Section 201(a) illustrates the catch in Sanders’ bill, and his philosophy. That section states that “individuals enrolled for benefits under this Act are entitled to have payment made…to an eligible provider” for a list of covered services. Note the wording: Sanders’ bill doesn’t guarantee access to care. Instead, it merely guarantees that people will have their care covered—if they can access it. But in government-run systems, finding access to care often proves no easy feat.
In our own country, low reimbursement rates in many state Medicaid programs can make finding doctors difficult. One 2011 study found that two-thirds of specialist physicians would not accept Medicaid patients, whereas only 11 percent of patients with private insurance could not obtain appointments. Patients with Medicaid also had to wait an average of three weeks longer for an appointment for the few doctors who would see them.
Medicaid suffers from so many access problems that one former director of a state program called a Medicaid card a “hunting license,” because it “gave you a chance to go find a doctor.” That’s the only “guarantee” the Sanders bill actually provides—the guarantee you can try to go find care, not a guarantee you can receive it.
But “access to a waiting list is not access to care.” So ruled four Canadian justices in a landmark 2005 ruling, Chaoulli v. Quebec.

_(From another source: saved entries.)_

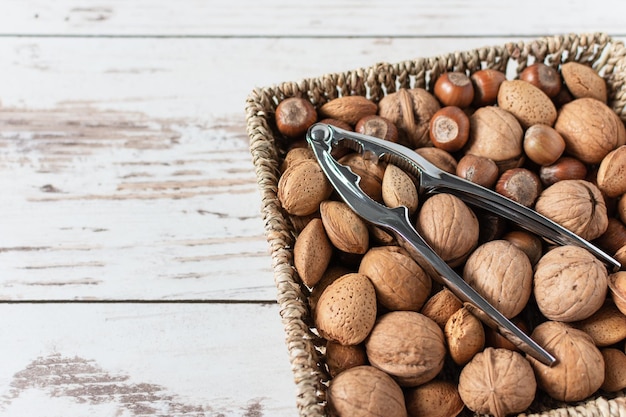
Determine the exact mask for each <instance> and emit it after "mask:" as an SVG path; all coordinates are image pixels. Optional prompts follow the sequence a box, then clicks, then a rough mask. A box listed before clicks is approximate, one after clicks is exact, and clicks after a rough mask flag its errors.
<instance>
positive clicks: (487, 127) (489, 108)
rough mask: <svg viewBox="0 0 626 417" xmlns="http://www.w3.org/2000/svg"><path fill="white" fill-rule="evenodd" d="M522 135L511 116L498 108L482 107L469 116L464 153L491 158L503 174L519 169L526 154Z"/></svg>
mask: <svg viewBox="0 0 626 417" xmlns="http://www.w3.org/2000/svg"><path fill="white" fill-rule="evenodd" d="M523 134H524V131H523V130H522V126H521V125H520V124H519V122H518V121H517V119H516V118H515V117H514V116H513V115H512V114H511V113H509V112H507V111H506V110H504V109H502V108H500V107H496V106H486V107H481V108H479V109H477V110H476V111H475V112H474V113H473V114H472V115H471V116H470V135H469V140H468V141H467V145H466V148H465V153H466V154H472V155H477V156H482V157H484V158H489V159H491V160H493V161H494V162H495V163H496V164H497V165H498V167H499V168H501V169H502V170H504V169H507V168H509V167H512V166H517V165H518V164H519V161H520V159H521V157H522V152H523V150H522V139H523Z"/></svg>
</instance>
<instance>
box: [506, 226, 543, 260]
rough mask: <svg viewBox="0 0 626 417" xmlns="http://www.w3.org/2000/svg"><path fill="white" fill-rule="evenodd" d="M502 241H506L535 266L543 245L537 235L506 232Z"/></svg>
mask: <svg viewBox="0 0 626 417" xmlns="http://www.w3.org/2000/svg"><path fill="white" fill-rule="evenodd" d="M502 239H504V240H508V241H509V242H511V243H512V244H514V245H515V246H517V247H518V248H519V249H521V250H522V252H524V253H525V254H526V256H528V259H529V260H530V263H531V264H532V265H535V264H536V263H537V262H538V261H539V259H540V258H541V255H542V254H543V243H542V241H541V239H540V238H539V237H537V235H535V234H532V233H530V232H526V231H523V230H512V231H510V232H507V233H506V234H505V235H504V236H502Z"/></svg>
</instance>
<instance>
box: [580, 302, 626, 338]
mask: <svg viewBox="0 0 626 417" xmlns="http://www.w3.org/2000/svg"><path fill="white" fill-rule="evenodd" d="M572 325H573V326H574V327H576V328H577V329H580V330H582V331H584V332H585V333H587V334H588V335H589V336H591V338H592V339H593V342H594V343H595V344H596V346H598V347H605V346H610V345H613V344H615V343H618V342H621V341H622V340H624V339H626V316H625V315H624V314H622V312H621V311H619V309H618V308H617V307H616V306H615V304H613V303H612V302H610V301H609V302H605V303H604V304H603V305H602V307H600V309H599V310H598V311H596V312H595V313H593V314H592V315H591V316H590V317H588V318H586V319H584V320H581V321H578V322H575V323H573V324H572Z"/></svg>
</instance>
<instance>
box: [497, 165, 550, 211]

In that case, Canada’s Supreme Court overturned Quebec’s ban on private health insurance, finding that it “interfere[d] with life and security,” because “the government is failing to deliver health care in a reasonable manner.”
Indeed, delays and long waits for care plague Canada’s single-payer health system. One study found that approximately 3 percent of the nation’s population remained on waiting lists for care in 2018. From physician referral to the start of treatment, waiting times averaged five months—double that for orthopedic surgery cases.
Government-run health care systems traditionally attempt to contain costs by limiting the available supply of care. Britain’s National Health Service (NHS) follows the same approach as Canada’s single payer system. So patients wait for care there, also.
Consider what happened just last year, when the winter flu outbreak created a national “crisis”: The NHS had to cancel tens of thousands of operations, emergency rooms resembled “Third World” conditions, and ambulances waited for hours to unload patients—because hospitals had no place to put them.
The language in Sanders’ legislation demonstrates how, instead of making health care a “right,” single payer would instead increase demand for care—demand the system could not fulfill. To add insult to injury, the Sanders bill would ban private health insurance—the same type of ban Canada’s Supreme Court struck down—here to the United States, giving patients little way out of a clogged government health system.
Promises aside, Sanders’ “guarantee” of coverage would quickly turn into a guarantee that patients would wait, and wait, for care. The American people deserve better.